The company's strong balance sheet, with more cash than debt and an impressive current ratio of 4.58, supports its standalone strategy. The announcement was made public through a form 8-K filing. InvestingPro analysis reveals 12 key investment tips for FIGS, available to subscribers.
The decision to stay public follows reports from just over a week ago that Ron Baron, a leading shareholder, objected to the acquisition. Instead of supporting the buyout, Baron is set to increase his stake in Figs by purchasing shares from Thomas Tull, another significant shareholder. This move is expected to raise Baron's ownership to approximately 36%. The company maintains impressive gross profit margins of 67.67%, suggesting strong operational efficiency.
KeyBanc analyst Ashley Owens maintained a Sector Weight rating on Figs stock, indicating a neutral stance. Owens referred to a previous note from November 14, 2024, which detailed the company's near-term and medium-term strategies and growth opportunities. Despite the recent developments, KeyBanc's rating for Figs remains unchanged.
Owens pointed out that Figs is trading at 13.4 times its 2025 estimated enterprise value to EBITDA (EV/EBITDA) and 1.4 times its 2025 estimated EV to sales. These metrics are compared to the Apparel & Ecommerce brands peer group, which trades at an average of 10.4 times EV/EBITDA and 1.3 times EV/sales. According to the analysis, Figs' valuation is considered fair, reflecting the company's robust growth profile and substantial total addressable market (TAM).

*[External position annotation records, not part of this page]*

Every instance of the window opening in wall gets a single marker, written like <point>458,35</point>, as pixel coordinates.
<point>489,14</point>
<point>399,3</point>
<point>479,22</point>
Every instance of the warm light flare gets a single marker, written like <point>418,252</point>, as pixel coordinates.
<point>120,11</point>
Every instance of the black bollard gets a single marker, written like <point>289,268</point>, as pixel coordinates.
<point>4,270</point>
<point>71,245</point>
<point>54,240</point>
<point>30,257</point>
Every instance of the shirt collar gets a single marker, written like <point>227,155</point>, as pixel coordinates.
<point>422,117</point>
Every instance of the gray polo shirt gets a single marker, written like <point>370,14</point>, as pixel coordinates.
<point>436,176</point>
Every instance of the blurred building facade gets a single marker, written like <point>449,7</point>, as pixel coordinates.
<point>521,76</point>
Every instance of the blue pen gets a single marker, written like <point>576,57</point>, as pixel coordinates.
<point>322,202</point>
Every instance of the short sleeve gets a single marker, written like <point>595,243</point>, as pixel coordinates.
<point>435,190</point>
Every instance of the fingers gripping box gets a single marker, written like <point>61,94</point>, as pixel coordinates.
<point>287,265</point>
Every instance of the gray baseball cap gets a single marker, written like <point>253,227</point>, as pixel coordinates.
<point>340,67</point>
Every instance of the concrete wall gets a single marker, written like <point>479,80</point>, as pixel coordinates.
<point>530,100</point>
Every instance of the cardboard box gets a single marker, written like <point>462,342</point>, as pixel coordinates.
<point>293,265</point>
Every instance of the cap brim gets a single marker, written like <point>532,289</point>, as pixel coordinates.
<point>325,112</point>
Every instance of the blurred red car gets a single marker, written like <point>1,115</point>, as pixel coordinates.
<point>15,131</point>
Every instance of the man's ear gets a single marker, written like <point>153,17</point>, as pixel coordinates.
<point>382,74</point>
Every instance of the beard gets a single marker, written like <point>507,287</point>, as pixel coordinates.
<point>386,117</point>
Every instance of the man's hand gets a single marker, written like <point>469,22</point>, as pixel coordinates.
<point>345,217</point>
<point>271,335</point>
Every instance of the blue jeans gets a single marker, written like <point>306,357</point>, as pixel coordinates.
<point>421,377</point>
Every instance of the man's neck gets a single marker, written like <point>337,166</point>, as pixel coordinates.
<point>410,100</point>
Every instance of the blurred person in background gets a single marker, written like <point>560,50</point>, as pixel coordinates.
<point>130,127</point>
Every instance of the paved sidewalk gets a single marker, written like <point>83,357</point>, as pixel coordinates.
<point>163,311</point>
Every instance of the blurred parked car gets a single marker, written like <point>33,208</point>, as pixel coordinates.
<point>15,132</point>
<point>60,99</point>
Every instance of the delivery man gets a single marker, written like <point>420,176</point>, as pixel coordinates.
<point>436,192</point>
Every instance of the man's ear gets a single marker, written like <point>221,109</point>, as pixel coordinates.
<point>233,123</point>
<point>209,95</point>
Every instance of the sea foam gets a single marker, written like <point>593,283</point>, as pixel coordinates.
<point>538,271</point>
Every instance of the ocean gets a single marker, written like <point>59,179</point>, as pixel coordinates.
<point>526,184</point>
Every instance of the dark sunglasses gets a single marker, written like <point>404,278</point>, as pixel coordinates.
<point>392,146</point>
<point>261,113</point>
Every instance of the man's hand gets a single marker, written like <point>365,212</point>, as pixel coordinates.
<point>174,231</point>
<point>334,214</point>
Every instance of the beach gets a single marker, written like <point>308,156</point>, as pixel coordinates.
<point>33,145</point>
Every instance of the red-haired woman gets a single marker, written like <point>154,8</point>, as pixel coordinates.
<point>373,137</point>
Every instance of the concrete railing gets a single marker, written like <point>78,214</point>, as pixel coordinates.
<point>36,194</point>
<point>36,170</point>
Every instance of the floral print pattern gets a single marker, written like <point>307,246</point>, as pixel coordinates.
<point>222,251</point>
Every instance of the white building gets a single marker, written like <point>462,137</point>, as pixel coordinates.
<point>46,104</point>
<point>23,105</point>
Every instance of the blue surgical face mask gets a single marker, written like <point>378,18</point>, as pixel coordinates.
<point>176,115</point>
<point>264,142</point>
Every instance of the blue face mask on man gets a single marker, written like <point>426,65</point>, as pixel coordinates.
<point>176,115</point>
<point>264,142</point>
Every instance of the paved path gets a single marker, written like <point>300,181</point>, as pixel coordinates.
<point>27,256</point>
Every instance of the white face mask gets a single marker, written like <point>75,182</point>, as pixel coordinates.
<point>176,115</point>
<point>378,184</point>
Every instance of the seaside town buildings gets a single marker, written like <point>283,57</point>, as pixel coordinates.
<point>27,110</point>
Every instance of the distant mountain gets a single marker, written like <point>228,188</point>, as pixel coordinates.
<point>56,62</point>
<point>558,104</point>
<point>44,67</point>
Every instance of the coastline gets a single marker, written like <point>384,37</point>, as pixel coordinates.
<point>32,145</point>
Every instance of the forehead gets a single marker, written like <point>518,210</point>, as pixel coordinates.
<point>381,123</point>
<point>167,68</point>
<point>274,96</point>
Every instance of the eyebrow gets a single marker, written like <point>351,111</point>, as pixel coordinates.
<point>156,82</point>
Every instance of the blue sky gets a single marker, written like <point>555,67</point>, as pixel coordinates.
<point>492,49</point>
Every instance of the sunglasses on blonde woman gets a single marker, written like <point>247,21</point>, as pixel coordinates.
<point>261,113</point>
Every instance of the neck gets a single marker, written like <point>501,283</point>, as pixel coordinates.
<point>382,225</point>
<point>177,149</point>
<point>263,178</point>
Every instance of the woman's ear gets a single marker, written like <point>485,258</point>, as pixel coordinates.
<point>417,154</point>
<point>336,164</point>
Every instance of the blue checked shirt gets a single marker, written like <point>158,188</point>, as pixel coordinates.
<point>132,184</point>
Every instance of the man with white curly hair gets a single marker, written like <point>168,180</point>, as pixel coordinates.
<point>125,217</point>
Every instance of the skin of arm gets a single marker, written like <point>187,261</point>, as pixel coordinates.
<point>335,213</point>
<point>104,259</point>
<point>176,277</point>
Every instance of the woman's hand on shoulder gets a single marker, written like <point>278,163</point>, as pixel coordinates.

On January 16, 2025, Figs stock closed at $6.12, slightly above the buyout offer price, indicating some investor confidence in the company's standalone plan. With an overall Financial Health score rated as GOOD by InvestingPro, and its next earnings report due on February 26, 2025, investors will be watching closely. KeyBanc's assessment suggests that the current market valuation of Figs aligns with its growth expectations and industry benchmarks.